Peter Edelman and John Podesta are on the Board of CAP’s Action Fund. (I’ve seen a video of Podesta with Hoover’s Chester Finn asking donors to support school-privatizing candidates.) Jonah Edelman is co-founder of Stand for Children. Josh Edelman worked for the Gates Foundation’s education campaign before transitioning to Biden’s admin. In June, Marian Wright Edelman posted letter at the site of the organization she founded, Children’s Defense Fund. It praised Stand for Children.
In states like Indiana, the state conferences of conservative religion take credit for school choice legislation.

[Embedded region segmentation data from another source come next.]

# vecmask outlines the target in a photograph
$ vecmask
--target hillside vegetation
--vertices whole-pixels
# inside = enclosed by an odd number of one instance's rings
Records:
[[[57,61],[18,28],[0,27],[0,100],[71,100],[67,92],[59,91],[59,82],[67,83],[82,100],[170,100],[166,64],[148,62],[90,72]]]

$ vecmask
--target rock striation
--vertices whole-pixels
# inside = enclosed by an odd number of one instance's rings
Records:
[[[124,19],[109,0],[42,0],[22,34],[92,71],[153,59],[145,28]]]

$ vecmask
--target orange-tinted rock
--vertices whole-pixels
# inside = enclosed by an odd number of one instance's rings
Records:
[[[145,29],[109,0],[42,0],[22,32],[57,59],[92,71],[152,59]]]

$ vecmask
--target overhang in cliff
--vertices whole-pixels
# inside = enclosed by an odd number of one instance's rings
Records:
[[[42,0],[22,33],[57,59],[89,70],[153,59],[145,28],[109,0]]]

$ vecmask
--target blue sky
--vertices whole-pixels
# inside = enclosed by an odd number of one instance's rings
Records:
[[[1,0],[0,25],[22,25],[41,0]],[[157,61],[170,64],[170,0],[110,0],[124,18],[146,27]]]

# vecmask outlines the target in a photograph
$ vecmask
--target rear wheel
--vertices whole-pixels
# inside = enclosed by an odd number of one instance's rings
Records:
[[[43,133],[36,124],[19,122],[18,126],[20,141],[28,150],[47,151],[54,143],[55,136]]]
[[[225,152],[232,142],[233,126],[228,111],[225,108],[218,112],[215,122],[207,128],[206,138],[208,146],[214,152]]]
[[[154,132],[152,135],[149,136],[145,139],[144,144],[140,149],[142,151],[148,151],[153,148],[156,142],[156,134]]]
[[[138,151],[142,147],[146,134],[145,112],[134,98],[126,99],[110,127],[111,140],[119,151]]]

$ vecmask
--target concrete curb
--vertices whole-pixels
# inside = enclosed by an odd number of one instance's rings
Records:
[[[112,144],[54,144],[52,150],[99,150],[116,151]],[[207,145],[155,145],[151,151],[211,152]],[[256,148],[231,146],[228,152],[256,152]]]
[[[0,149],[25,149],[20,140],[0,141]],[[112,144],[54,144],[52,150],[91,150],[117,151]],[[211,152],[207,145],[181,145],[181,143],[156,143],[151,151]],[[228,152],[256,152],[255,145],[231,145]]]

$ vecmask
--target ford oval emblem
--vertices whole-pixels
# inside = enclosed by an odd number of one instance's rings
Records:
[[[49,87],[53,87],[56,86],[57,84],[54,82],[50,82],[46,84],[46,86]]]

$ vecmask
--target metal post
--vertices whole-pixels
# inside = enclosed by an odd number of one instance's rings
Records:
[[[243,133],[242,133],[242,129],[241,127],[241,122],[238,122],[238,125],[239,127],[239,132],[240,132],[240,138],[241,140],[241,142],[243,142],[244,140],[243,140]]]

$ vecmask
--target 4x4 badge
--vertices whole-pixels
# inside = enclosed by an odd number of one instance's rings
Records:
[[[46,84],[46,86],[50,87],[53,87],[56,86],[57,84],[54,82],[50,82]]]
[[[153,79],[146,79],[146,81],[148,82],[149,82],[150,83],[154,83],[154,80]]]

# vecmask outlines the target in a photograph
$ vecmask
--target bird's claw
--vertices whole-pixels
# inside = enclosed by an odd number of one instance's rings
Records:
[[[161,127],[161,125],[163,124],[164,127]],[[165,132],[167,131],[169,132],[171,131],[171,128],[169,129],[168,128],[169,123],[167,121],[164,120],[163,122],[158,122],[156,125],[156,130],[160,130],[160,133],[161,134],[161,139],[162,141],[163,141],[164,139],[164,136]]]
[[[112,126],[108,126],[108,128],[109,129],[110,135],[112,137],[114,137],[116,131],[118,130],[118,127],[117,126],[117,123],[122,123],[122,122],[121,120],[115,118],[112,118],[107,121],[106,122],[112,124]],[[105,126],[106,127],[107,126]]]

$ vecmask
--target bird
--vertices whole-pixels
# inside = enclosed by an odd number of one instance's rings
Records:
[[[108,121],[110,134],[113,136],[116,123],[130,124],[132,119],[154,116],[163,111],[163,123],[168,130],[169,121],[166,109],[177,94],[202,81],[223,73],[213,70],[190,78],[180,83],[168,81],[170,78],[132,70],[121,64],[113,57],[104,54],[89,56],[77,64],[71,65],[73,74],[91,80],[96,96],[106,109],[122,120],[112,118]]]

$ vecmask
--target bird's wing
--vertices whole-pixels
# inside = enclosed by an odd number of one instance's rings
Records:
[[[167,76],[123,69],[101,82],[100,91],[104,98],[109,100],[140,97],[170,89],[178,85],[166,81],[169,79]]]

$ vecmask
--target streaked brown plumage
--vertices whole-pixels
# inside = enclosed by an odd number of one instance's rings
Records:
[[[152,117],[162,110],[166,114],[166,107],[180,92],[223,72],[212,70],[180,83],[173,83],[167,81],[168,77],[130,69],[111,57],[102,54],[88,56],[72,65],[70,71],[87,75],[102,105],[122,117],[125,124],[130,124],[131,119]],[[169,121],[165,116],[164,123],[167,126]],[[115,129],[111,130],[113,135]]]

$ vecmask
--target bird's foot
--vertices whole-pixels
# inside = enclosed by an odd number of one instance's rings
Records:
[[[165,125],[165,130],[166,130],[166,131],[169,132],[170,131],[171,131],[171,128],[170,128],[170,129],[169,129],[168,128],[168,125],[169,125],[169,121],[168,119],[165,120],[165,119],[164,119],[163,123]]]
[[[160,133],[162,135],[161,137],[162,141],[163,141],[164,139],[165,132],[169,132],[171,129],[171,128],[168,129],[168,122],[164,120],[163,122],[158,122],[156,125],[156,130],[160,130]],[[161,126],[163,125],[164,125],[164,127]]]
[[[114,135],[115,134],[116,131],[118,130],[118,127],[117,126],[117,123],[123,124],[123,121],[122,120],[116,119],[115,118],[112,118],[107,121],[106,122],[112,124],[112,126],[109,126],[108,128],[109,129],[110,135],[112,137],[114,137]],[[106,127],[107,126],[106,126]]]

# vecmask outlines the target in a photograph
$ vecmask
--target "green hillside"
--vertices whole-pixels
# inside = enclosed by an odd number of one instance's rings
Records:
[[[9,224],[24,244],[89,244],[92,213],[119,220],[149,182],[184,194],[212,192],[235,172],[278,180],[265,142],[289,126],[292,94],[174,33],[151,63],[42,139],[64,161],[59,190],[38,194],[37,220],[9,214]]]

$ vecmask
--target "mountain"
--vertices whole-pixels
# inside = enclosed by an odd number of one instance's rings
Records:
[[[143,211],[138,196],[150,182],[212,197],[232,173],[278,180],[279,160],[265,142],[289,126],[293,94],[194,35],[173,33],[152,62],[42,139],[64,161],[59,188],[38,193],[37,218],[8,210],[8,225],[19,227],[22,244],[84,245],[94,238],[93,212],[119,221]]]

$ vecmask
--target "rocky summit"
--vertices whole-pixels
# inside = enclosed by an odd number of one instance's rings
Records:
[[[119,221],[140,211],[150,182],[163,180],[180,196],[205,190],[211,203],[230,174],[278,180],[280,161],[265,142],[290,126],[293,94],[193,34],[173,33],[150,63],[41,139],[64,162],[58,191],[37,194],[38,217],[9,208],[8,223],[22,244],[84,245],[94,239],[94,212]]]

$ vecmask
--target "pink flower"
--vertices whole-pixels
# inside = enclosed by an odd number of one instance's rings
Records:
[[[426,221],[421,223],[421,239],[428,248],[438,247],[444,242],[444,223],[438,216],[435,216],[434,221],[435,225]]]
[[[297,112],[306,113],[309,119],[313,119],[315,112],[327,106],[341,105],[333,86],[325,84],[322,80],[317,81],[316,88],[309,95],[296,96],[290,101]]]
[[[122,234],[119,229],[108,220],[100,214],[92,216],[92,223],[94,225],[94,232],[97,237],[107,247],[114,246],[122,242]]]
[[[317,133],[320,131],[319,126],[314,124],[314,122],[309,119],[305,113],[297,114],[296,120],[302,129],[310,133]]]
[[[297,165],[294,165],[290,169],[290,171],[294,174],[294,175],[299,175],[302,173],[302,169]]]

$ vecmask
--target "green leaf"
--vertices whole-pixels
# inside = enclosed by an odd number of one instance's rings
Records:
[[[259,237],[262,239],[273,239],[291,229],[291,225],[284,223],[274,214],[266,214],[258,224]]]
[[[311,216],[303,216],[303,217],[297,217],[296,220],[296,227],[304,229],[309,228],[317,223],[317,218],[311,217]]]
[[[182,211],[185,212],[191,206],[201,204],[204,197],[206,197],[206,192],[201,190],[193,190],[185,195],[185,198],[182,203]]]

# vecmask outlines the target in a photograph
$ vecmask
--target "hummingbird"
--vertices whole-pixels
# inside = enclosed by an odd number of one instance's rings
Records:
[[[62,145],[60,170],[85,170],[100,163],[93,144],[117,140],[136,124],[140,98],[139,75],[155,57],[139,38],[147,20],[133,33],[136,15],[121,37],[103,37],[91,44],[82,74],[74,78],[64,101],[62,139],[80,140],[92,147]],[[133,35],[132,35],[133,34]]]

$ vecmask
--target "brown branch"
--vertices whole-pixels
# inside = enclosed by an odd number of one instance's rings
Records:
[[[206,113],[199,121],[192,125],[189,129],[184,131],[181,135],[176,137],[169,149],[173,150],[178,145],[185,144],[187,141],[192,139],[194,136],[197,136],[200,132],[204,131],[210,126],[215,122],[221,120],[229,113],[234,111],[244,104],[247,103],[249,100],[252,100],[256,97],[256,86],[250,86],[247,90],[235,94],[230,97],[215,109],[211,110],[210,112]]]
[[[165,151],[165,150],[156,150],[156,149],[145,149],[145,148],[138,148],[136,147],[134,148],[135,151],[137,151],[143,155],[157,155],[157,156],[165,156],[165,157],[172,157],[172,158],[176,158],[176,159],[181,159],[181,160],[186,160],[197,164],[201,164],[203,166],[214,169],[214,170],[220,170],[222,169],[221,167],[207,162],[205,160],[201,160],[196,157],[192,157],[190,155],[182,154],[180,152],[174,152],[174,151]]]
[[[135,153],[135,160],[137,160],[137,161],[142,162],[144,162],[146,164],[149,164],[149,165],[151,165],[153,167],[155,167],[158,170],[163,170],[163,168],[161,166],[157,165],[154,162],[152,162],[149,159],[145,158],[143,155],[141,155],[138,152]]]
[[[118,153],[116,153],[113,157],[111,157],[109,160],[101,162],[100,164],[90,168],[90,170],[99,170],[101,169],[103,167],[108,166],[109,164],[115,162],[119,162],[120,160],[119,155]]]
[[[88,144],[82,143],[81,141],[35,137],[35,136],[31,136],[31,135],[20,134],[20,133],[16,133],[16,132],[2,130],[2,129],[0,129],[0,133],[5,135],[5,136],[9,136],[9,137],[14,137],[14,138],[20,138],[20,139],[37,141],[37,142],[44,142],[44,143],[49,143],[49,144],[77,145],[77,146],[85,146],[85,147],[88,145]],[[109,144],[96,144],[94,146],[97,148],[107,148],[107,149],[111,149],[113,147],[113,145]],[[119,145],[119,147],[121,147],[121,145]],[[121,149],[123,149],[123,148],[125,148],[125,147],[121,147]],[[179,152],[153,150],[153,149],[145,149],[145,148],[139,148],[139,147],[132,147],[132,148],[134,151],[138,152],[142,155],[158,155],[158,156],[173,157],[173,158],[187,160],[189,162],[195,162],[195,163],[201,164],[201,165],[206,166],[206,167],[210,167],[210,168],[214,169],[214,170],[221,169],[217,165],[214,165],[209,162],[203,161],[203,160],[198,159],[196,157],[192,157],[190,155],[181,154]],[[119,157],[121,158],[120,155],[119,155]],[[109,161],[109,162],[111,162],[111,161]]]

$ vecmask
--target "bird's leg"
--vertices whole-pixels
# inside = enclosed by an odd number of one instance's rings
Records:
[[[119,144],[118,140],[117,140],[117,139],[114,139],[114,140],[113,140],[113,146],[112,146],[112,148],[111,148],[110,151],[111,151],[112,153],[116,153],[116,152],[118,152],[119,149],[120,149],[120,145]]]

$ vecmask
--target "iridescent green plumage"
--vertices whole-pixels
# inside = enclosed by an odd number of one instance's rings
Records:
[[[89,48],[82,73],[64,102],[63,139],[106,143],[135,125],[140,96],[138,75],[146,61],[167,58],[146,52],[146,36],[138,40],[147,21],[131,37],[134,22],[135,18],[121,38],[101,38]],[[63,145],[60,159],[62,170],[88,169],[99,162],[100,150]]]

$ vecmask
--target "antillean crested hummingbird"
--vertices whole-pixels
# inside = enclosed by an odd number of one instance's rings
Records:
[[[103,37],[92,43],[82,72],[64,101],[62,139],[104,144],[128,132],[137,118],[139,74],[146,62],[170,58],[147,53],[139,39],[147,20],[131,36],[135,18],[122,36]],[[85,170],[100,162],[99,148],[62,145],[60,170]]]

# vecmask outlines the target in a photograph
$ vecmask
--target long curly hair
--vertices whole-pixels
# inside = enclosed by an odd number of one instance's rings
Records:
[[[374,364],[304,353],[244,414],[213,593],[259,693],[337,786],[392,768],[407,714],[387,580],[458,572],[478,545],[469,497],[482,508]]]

To some, privatization appeals because it creates an opportunity to take Main Street’s assets. To those in conservative religions it’s an opportunity to create a Christian nationalist state. And, to the rich, privatization is a way to avoid taxes. And, to racists, it enables segregation.
Linda says
CAP board member, Tom Daschle, has a lobbying firm, Daschle Group. It was on a lobbying list for Strive aka K-12 Inc. Daschle also founded BiPartisan Policy Center.. Legislation that benefits the rich needs bi-partisan support. Last summer, Daschle and his son contributed to the campaign of K Street’s darling, Sen. Sinema.
Nancy Bailey says
Thank you for sharing this. It’s appreciated. Stand for Children has helped the charter school movement. Now there are so many nonprofits I’ve lost count. But Republicans and Democrats are both for school privatization in their own ways.
As far as support for Sinema, however, maybe they didn’t know how different she would be when it came time to vote. Just guessing.
Karen Merullo Shiebler says
Like most educators, I had high hopes for Cardona, too. When will we ever learn? Just another highly polished, corporately sponsored mouthpiece for those with the power. A spinmeister for sure, as teachers like my daughter scramble to find yet another rapid test after her 5th “close contact” in the past month.
Nancy Bailey says
Oh no. I’m so sorry, Karen. I know how worried you must be. Let’s hope Omicron is on its way out!